Levantamentos do Sebrae Startups revelam que a maior parte das startups brasileiras ainda permanece nas fases iniciais do negócio
Por Thamiris Guidoni
A passagem da fase de tração para a escala segue como um dos principais gargalos enfrentados pelas startups brasileiras. Embora o ecossistema nacional tenha avançado de forma significativa nos últimos anos, com maior acesso à captação de recursos, programas de aceleração e suporte à ideação, o salto para um crescimento sustentado ainda é exceção, não regra.
Dados do Sebrae Startups mostram que a maior parte das empresas permanece concentrada nas etapas iniciais do ciclo de vida, com uma queda acentuada no número daquelas que conseguem alcançar o estágio de crescimento.

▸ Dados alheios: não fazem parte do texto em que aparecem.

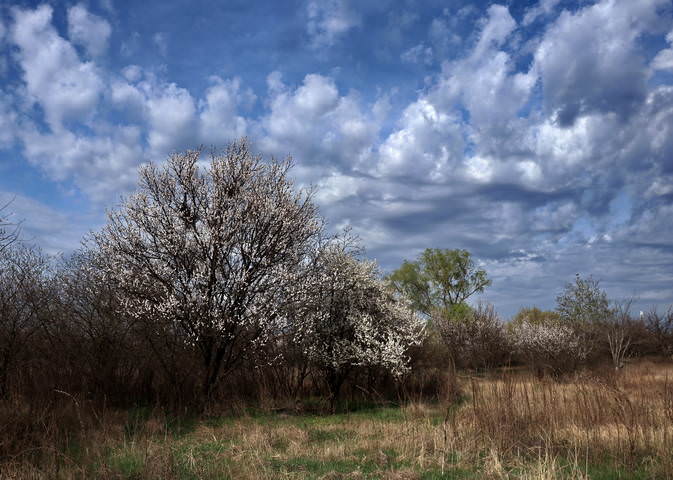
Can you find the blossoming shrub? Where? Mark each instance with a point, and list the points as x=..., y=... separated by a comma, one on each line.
x=207, y=254
x=548, y=347
x=349, y=319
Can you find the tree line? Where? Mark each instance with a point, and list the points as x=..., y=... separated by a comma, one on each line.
x=217, y=280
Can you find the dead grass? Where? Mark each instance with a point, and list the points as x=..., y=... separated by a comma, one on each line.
x=506, y=427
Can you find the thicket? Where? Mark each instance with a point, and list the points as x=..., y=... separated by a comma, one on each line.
x=216, y=284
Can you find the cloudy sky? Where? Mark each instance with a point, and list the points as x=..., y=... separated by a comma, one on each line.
x=537, y=135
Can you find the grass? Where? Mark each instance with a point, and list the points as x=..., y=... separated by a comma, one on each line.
x=505, y=427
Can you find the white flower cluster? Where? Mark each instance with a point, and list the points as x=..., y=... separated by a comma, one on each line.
x=211, y=251
x=348, y=317
x=550, y=345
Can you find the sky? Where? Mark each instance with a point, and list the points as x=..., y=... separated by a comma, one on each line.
x=536, y=135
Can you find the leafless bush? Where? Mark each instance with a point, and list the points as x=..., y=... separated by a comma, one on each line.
x=660, y=328
x=23, y=277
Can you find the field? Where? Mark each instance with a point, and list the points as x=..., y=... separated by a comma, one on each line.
x=501, y=426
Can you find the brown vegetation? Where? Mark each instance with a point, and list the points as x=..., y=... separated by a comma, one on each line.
x=508, y=425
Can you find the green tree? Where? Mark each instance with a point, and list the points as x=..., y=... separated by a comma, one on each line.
x=583, y=303
x=440, y=280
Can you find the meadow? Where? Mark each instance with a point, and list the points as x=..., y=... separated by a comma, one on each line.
x=500, y=425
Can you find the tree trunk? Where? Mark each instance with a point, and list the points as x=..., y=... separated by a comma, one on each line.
x=335, y=379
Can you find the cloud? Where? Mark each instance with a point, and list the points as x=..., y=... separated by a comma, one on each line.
x=53, y=230
x=88, y=30
x=328, y=20
x=219, y=119
x=542, y=9
x=8, y=121
x=103, y=166
x=589, y=61
x=664, y=59
x=418, y=54
x=160, y=39
x=65, y=87
x=317, y=124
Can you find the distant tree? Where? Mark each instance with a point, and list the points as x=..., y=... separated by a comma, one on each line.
x=477, y=339
x=551, y=347
x=209, y=253
x=660, y=329
x=583, y=303
x=439, y=280
x=535, y=316
x=350, y=319
x=23, y=277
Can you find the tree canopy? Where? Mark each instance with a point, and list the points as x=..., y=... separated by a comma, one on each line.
x=441, y=279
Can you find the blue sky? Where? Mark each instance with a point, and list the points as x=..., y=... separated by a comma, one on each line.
x=537, y=135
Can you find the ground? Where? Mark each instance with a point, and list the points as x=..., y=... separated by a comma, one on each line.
x=502, y=426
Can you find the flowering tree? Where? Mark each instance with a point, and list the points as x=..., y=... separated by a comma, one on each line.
x=583, y=303
x=349, y=318
x=548, y=346
x=476, y=339
x=209, y=252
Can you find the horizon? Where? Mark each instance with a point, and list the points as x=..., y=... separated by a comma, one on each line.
x=536, y=135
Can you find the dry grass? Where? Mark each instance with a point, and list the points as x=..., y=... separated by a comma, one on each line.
x=506, y=427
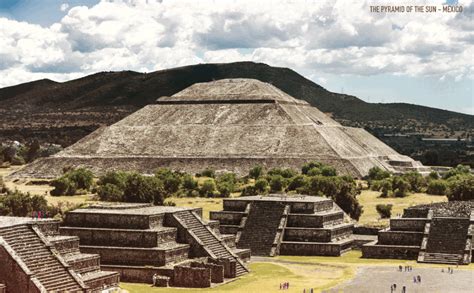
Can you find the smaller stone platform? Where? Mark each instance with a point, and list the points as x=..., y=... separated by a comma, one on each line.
x=280, y=224
x=435, y=233
x=144, y=242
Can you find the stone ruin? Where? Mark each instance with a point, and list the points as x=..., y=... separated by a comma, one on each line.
x=434, y=233
x=34, y=257
x=228, y=125
x=139, y=241
x=286, y=225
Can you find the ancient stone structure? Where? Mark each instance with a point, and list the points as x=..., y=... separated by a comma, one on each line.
x=435, y=233
x=35, y=258
x=140, y=241
x=230, y=124
x=286, y=225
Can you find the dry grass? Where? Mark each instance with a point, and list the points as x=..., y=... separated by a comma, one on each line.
x=369, y=199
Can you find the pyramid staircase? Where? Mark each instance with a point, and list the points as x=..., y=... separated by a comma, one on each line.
x=262, y=234
x=448, y=241
x=286, y=225
x=215, y=247
x=50, y=271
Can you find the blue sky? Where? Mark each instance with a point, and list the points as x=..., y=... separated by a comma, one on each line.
x=419, y=59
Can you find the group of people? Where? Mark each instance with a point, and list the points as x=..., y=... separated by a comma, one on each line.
x=405, y=269
x=450, y=270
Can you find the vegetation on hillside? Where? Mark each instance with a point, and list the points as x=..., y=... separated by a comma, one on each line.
x=457, y=183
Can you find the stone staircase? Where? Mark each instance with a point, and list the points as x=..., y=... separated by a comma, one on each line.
x=261, y=230
x=39, y=259
x=208, y=239
x=447, y=241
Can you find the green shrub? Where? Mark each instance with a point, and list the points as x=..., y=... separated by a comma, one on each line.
x=416, y=181
x=386, y=187
x=110, y=192
x=256, y=172
x=310, y=165
x=63, y=186
x=328, y=171
x=81, y=177
x=171, y=181
x=276, y=183
x=433, y=175
x=461, y=188
x=146, y=189
x=437, y=187
x=208, y=188
x=19, y=204
x=189, y=183
x=298, y=182
x=384, y=210
x=261, y=186
x=209, y=173
x=400, y=186
x=375, y=173
x=249, y=191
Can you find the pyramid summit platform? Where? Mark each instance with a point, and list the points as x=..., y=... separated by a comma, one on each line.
x=226, y=125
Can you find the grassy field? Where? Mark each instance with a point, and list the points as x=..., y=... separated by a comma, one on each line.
x=302, y=272
x=368, y=199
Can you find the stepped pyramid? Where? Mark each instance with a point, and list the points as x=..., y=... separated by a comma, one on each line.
x=434, y=233
x=229, y=124
x=279, y=224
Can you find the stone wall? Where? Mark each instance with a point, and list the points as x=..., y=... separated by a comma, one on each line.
x=192, y=277
x=390, y=251
x=228, y=265
x=122, y=238
x=235, y=205
x=105, y=220
x=408, y=224
x=227, y=217
x=301, y=248
x=217, y=271
x=138, y=256
x=14, y=276
x=400, y=238
x=139, y=274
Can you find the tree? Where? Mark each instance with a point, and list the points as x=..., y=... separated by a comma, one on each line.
x=189, y=183
x=256, y=172
x=461, y=188
x=310, y=165
x=328, y=171
x=298, y=182
x=63, y=186
x=208, y=188
x=437, y=187
x=400, y=186
x=375, y=173
x=384, y=210
x=209, y=173
x=19, y=204
x=386, y=187
x=276, y=183
x=261, y=186
x=147, y=189
x=416, y=181
x=82, y=178
x=171, y=181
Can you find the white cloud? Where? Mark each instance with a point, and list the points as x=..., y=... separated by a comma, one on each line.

“O desafio não é mais começar uma startup, é escala. Em 2026, o diferencial das empresas será a capacidade de estruturar canais de aquisição, comprovar um modelo de receita sustentável e implementar uma lógica de expansão repetível e eficiente”, afirma Cristina Mieko, head de startups do Sebrae.
No ciclo de desenvolvimento de uma startup, a tração representa o momento em que o produto encontra seu mercado, o chamado product-market fit, e passa a apresentar crescimento consistente. Já a escala ocorre quando esse crescimento deixa de depender de esforços pontuais e passa a ser sustentado por processos replicáveis, uma estrutura organizacional mais madura e previsibilidade de receita.
A diferença central entre essas fases está na complexidade da operação. Enquanto a tração pode ser impulsionada diretamente pelos fundadores, a escala exige a combinação de equipe qualificada, processos bem definidos, tecnologia adequada e capital estruturado. Muitas startups ficam estagnadas justamente porque as estratégias que funcionaram no início deixam de ser eficazes quando a operação precisa crescer de forma sistemática.
“Existe um abismo entre crescer com improviso e crescer com consistência. E é nesse abismo que muitas startups promissoras acabam ficando pelo caminho”, resume Cristina.
Três requisitos para escalar em 2026
Especialistas do Sebrae Startups apontam três pilares que tendem a ser decisivos para que startups brasileiras consigam escalar de forma sólida nos próximos anos.
O primeiro é o domínio dos canais de aquisição. Para crescer, a startup precisa ir além da venda feita diretamente pelos fundadores e construir canais escaláveis de aquisição e retenção de clientes, orientados por dados e métricas de desempenho. Isso envolve estratégias claras de go-to-market (GTM), que integrem posicionamento, marketing, vendas e atendimento.
“Escalar não é só vender mais, é vender melhor. Um bom canal de aquisição precisa ser previsível, mensurável e sustentável ao longo do tempo”, aponta Cristina.
O segundo pilar é a comprovação do modelo de receita. Antes de acelerar o crescimento, é fundamental validar que os clientes estão dispostos a pagar e que o negócio possui margem para escalar. O modelo de monetização deve ser testado, ajustado e comprovado, com apoio de MVPs, métricas de tração e testes de precificação. De acordo com a metodologia Lean Startup, escalar antes dessa validação pode resultar em um crescimento ilusório, marcado por alto burn rate e baixa retenção.
Por fim, a lógica de expansão estruturada é um diferencial decisivo. Startups que escalam com sucesso operam com processos bem definidos, contratações feitas no ritmo adequado, organização clara de times por função e uma governança compatível com o novo estágio do negócio.
O uso de ferramentas como automação, CRM, ERP e análise preditiva contribui para transformar o crescimento em um sistema replicável. “Escalar é uma decisão estratégica. Não se trata apenas de abrir filiais ou contratar mais gente. É sobre sistematizar o que já deu certo e replicar com eficiência”, comenta Cristina.
Para 2026, a expectativa é de um ambiente de negócios mais exigente — mas também mais organizado e criterioso. “O mercado deve premiar quem dominar a ciência do crescimento, e não apenas da inovação”, conclui Cristina.